Closed namespace-Pt closed 2 years ago
Hi @namespace-Pt ,
Thanks for the question. You are right that each word can have multiple contextualized embeddings, and they can be mapped to different clusters during the clustering step in our algorithm. However, when deriving the final results, we take the average of the latent contextualized embeddings as the (context-free) representation for each word, which is then used for computing the topic-word distribution.
I hope this helps. Please let me know if anything remains unclear.
Best, Yu
Ok, I got it, thank you.
So the average step is like in the paper ''Tired of Topic Models Clusters of Pretrained Word Embeddings Make for Fast and Good Topics too''? Did you reweight the averaged token embeddings? Also, how do you deal with subwords?
So the average step is like in the paper ''Tired of Topic Models Clusters of Pretrained Word Embeddings Make for Fast and Good Topics too''?
Yes.
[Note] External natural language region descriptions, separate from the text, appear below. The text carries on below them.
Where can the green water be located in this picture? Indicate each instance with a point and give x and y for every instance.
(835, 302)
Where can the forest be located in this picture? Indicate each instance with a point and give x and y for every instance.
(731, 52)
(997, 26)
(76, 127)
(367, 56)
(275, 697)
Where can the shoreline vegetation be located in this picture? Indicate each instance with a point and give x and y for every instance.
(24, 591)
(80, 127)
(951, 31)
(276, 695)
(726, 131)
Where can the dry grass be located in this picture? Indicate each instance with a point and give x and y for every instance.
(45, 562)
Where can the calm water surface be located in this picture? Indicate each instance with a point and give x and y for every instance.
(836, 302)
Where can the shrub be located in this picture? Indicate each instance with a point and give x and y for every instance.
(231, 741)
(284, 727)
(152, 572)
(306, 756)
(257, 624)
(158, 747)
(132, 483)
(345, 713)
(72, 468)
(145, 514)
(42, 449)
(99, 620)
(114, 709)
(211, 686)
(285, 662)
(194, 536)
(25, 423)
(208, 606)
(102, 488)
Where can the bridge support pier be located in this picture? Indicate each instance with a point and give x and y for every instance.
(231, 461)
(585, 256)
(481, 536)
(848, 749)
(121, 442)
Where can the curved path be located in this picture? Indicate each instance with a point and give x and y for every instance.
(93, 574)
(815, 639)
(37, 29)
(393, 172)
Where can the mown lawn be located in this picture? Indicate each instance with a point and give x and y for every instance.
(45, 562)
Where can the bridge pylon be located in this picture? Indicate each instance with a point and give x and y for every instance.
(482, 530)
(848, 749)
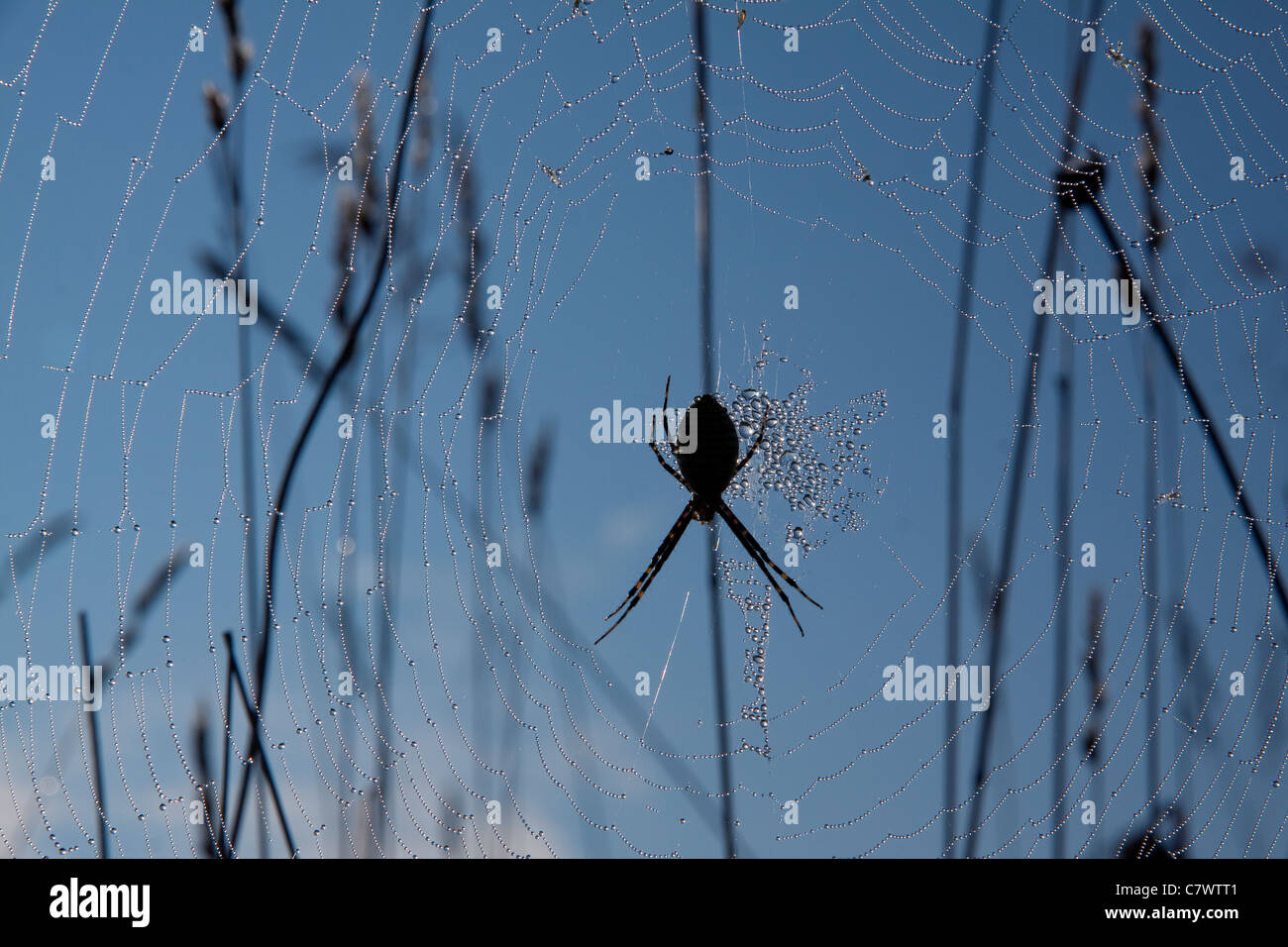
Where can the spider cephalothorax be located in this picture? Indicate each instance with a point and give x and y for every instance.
(708, 468)
(706, 472)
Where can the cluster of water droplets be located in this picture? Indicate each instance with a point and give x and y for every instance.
(820, 464)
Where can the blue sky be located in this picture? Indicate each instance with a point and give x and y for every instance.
(496, 693)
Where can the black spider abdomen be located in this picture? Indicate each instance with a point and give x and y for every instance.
(713, 446)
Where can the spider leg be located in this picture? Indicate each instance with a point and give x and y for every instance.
(759, 438)
(763, 560)
(660, 558)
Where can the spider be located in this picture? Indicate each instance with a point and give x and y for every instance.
(706, 474)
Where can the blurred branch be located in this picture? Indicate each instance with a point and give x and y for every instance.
(702, 228)
(957, 386)
(342, 361)
(97, 746)
(261, 759)
(1028, 402)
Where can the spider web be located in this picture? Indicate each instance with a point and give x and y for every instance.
(459, 257)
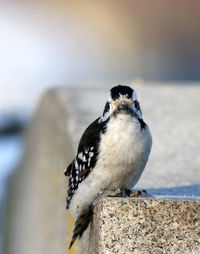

The difference is that TopClus uses contextualized embeddings (instead of context-free embeddings as in that paper) for clustering.
Did you reweight the averaged token embeddings?
No, we do not have any reweighing steps.
Also, how do you deal with subwords?
We remove subwords from the vocabulary when deriving the final results, so our results will not contain subwords.
Thank you.
I like your paper but I think it's confusing that how to tackle multiple embeddings of the same word/token. I wonder is there any chance that different embeddings of the same word are mapped to different clusters and all of them are quite close to the cluster center in the spherical space. How do you deal with that?